Python代写 | CS 486 – Machine Learning Fall, 2020 Assignment 01 – Clustering

本次Python代写是完成k-means聚类算法相关的机器学习内容

CS 486 – Machine Learning Fall, 2020
Assignment 01 – Clustering

There are four parts for this assignment, all detailed below:
1. Implement k-means as described above.
2. Extend k-means so that it balances the number of instances per cluster.
3. Run the clustering algorithms against some datasets and determine the performance of
each; compare performances of the algorithms.
4. Do a performance analysis between your implementation of K-Means (excluding the
extended version) and the version offered by the Sckkit-learn library. The dataset to be
used for the performance analysis is the one used for Lab-02-K-Means. Access this
dataset using this link.
Implement K-Means
Create a python-based implementation of the K-Means algorithm.
This implementation must be a subclass of cluster.py, available here. As such, it must
implement two member functions: __init__(…) and fit(…), as described below.
● __init__(…) must allow the class’ users to set the algorithm’s hyperparameters: k,
which is the target number of cluster centroids, and max_iterations, which is
maximum number of times to execute the convergence attempt (repeat loop in the
above Background section). The default values are required to be k = 5 and
max_iterations = 100.
● fit(…) must accept one parameter X, where X is a list (not columns of a
Dataframe) of n instances in d dimensions (features) which describe the n instances.
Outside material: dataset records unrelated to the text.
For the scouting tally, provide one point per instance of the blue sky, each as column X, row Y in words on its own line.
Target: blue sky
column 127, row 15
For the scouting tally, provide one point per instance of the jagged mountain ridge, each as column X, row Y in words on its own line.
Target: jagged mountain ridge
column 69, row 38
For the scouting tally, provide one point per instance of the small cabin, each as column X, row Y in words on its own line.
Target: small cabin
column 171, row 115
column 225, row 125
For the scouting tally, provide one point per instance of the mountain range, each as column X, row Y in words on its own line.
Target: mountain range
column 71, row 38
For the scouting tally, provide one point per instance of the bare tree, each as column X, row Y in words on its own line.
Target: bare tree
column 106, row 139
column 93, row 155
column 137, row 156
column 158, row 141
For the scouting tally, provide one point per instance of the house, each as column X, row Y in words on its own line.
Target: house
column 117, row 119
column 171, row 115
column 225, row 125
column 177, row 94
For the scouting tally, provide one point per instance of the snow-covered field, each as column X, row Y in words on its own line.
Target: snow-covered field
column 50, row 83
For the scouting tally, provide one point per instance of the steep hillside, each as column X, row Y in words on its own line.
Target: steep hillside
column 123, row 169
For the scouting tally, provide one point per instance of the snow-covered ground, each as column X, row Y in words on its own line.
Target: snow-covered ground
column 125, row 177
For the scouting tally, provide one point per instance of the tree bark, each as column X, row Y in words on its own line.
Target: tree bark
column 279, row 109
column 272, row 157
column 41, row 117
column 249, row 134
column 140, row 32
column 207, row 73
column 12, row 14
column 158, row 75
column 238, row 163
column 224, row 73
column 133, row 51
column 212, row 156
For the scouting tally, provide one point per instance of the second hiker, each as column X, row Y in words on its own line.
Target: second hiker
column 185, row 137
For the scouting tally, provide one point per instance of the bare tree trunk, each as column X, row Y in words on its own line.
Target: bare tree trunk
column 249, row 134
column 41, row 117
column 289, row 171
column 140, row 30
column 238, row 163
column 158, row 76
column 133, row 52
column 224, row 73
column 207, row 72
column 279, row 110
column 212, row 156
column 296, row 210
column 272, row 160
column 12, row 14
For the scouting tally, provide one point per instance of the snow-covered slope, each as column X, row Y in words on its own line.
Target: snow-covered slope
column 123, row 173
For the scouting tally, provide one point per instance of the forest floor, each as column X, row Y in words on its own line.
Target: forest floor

A
successful call to the fit(…) function must return the following two items, in order:
A. A list (of length n) of the cluster hypotheses, one for each instance.
B. A list (of length at most k) containing lists (each of length d) of the cluster
centroids’ values.
For example, if the input (X) contains the following values in 2-dimensional space:
[ [0, 0], [2, 2], [0, 2], [2, 0], [10, 10], [8, 8], [10, 8], [8, 10] ]
… and k = 2, we expect the centroids should be [1, 1] and [9, 9]. The output of the fit(…)
function should be as follows:
A. [0, 0, 0, 0, 1, 1, 1, 1] — indicating that the first four instances belong to one cluster and
the second four belong to a different cluster.
B. [ [1, 1], [9, 9] ] — the values for the first and second centroid, respectively.
Test the python-based implementation using scikit-learn. Generate clusters using the
make_blobs function with the following commands:
from sklearn.datasets.samples_generator import make_blobs
X, cluster_assignments = make_blobs(n_samples=200, centers=4,
cluster_std=0.60, random_state=0)
This will generate 200 instances of data points in 2-dimensional space, with each of the
instances belonging to one of 4 clusters. The coordinates for the 100 instances are returned as
CS 486 – Machine Learning – Fall 2020 – Assignment 1 2
X. The cluster assignments are returned as cluster_assignments. Use X as the parameter
to your fit(…) function listed above, and use cluster_assignments to determine
whether your implementation’s hypotheses are correct. (Given multiple — 10? — iterations of
your implementation with k=4, the values for X from the commands above should generate no
errors; however, the values in cluster_assignments may not align to the values from your
implementation’s hypotheses.)
Please include a sample of your implementation’s output from the input as a .txt file.
Extend k-Means
Change your implementation to include an additional optional Boolean (True/False) argument,
balanced. The default value must be False. When balanced is set to True, the
implementation changes so that each of the k clusters are (roughly) equal with respect to the
number of instances per cluster — i.e. the implementation generates clusters of (roughly) the
same size. When balanced is set to False, the logic is the canonical K-Means, described in
the Background section.
Choose and run clustering algorithms
Execute one or more clustering algorithms (k-means, DBSCAN, Hierarchical, Spectral) against
the datasets below. Explain the following:
1. The reason why you chose the clustering algorithm(s)
2. Any pre-processing of the data or any hyperparameter settings
3. Output from the algorithm(s) — show what clusters were generated
4. The metrics you used to evaluate the output. What kind of performance did you get from
that algorithm? Is that what you expected?
Use the following datasets for this part:
● Chicago taxi data, an approximately week-long subset of the full dataset (which can be
found here). Use either the pickup or dropoff location coordinates.
● Finnish location data (taken from Mopsi data)
Please submit the Jupyter notebooks in which you performed your analyses (one notebook per
dataset).
Performance Comparison
1. Fit K-Means as implemented in the scikit-learn toolkit on this dataset used in Lab 02.
2. Using your own version of K-Means (Implement K-Means section), fit the same dataset
from the above step.
3. Determine what differences there are between the results (outputs) of the two
implementations. Explain any differences in results.